Among the firms successfully targeted was a UK contractor that makes nuclear warheads. Speculation has circulated that this may have enabled the attacker to gain information about the manufacture of nuclear weapons.
This is to be seen against the background of statements by Andrei Biletsky–a member of the Ukrainian parliament and the commander of the Nazi Azov Battalion–that Ukraine is going to attempt to become a nuclear power.
Feeling better?
Programs covering the Ukraine crisis are: FTR #‘s 777, 778, 779, 780, 781, 782, 783, 784, 794, 800, 803, 804, 808, 811, 817, 818, 824, 826, 829, 832, 833, 837.

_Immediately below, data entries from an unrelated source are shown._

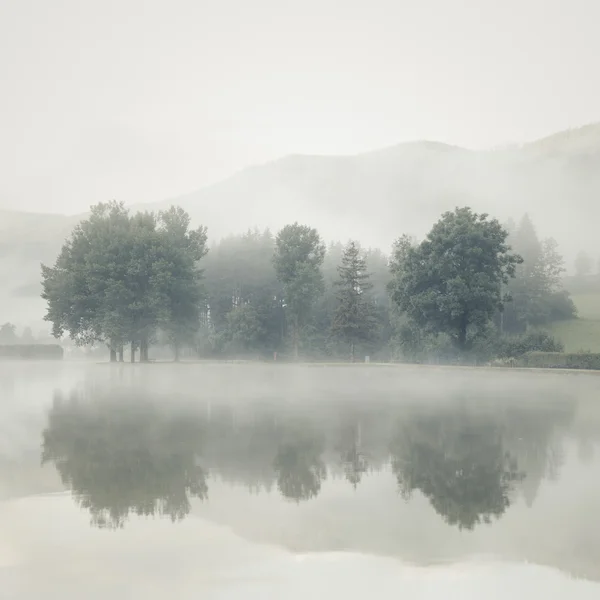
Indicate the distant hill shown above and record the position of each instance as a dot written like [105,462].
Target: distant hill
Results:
[373,197]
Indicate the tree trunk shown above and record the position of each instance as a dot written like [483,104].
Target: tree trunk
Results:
[296,354]
[462,333]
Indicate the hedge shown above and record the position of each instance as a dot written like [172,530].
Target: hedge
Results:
[32,351]
[561,360]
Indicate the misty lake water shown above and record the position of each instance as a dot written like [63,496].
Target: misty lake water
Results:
[240,481]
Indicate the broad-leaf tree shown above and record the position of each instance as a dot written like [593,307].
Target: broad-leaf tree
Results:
[452,282]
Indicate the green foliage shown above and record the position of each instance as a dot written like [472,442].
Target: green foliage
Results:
[562,360]
[354,318]
[298,256]
[119,278]
[32,351]
[452,282]
[243,296]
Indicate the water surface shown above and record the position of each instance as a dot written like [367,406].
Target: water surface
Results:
[238,480]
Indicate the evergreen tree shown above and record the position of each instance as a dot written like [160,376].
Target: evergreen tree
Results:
[299,254]
[354,319]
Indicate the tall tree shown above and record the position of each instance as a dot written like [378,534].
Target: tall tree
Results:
[299,254]
[119,277]
[536,294]
[180,278]
[583,264]
[354,319]
[244,296]
[452,281]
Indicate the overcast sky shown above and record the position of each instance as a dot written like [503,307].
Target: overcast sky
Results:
[141,100]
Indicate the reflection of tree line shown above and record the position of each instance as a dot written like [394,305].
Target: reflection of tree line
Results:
[122,455]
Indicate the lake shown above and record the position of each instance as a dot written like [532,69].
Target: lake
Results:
[245,481]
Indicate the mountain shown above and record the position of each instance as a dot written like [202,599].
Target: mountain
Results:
[373,197]
[379,195]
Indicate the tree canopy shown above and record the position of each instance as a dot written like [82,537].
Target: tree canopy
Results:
[119,278]
[452,282]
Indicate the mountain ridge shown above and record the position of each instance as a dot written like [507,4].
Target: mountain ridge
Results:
[373,197]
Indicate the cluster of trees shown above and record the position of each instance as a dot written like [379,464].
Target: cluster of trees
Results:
[120,279]
[470,459]
[142,279]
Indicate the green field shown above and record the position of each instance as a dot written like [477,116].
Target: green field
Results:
[582,333]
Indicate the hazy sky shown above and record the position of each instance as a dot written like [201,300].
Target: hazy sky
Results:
[141,100]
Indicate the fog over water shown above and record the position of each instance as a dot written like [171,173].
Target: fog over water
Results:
[247,480]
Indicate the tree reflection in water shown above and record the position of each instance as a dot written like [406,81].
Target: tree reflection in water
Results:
[123,454]
[458,462]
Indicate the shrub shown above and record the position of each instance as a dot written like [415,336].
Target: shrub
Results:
[561,360]
[32,351]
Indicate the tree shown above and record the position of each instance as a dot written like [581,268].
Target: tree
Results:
[240,279]
[120,277]
[298,256]
[354,319]
[452,281]
[583,264]
[456,458]
[27,336]
[180,279]
[8,334]
[536,294]
[145,462]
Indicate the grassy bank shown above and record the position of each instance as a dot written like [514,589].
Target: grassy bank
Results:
[582,334]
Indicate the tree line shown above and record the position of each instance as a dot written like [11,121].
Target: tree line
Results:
[136,280]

It’s unclear how the Internet traffic for many British Telecom customers—including a defense contractor that helps make nuclear warheads —was diverted to servers in Ukraine before being passed along to its intended recipients.
The snag may have allowed adversaries to intercept or tamper with communications sent and received by the UK’s Atomic Weapons Establishment, one of the affected clients. Other organizations with redirected traffic include Lockheed Martin, Toronto Dominion Bank, Anglo-Italian helicopter company AgustaWestland, and the UK Department for Environment, according to a blog post by researchers at Dyn, an online infrastructure consultancy.
The affected traffic appears to include email and virtual private network connections. The circuitous path caused the data “to travel thousands of miles to the Ukrainian capital of Kiev before turning around, retracing that route, and being delivered to its normal hub in London,” Ars Technica reports.
Sending the data to Kiev may have made it possible for employees with network access to Ukrainian telecom provider Vega to eavesdrop or manipulate data that wasn’t encrypted. . . . .
. . . . This sort of rerouting – called a man-in-the-middle attack — is the result of the implicit trust placed in the border gateway protocol used to exchange data between large service providers and their customers, which include banks, governments, network service providers, aerospace companies, and other sensitive organizations.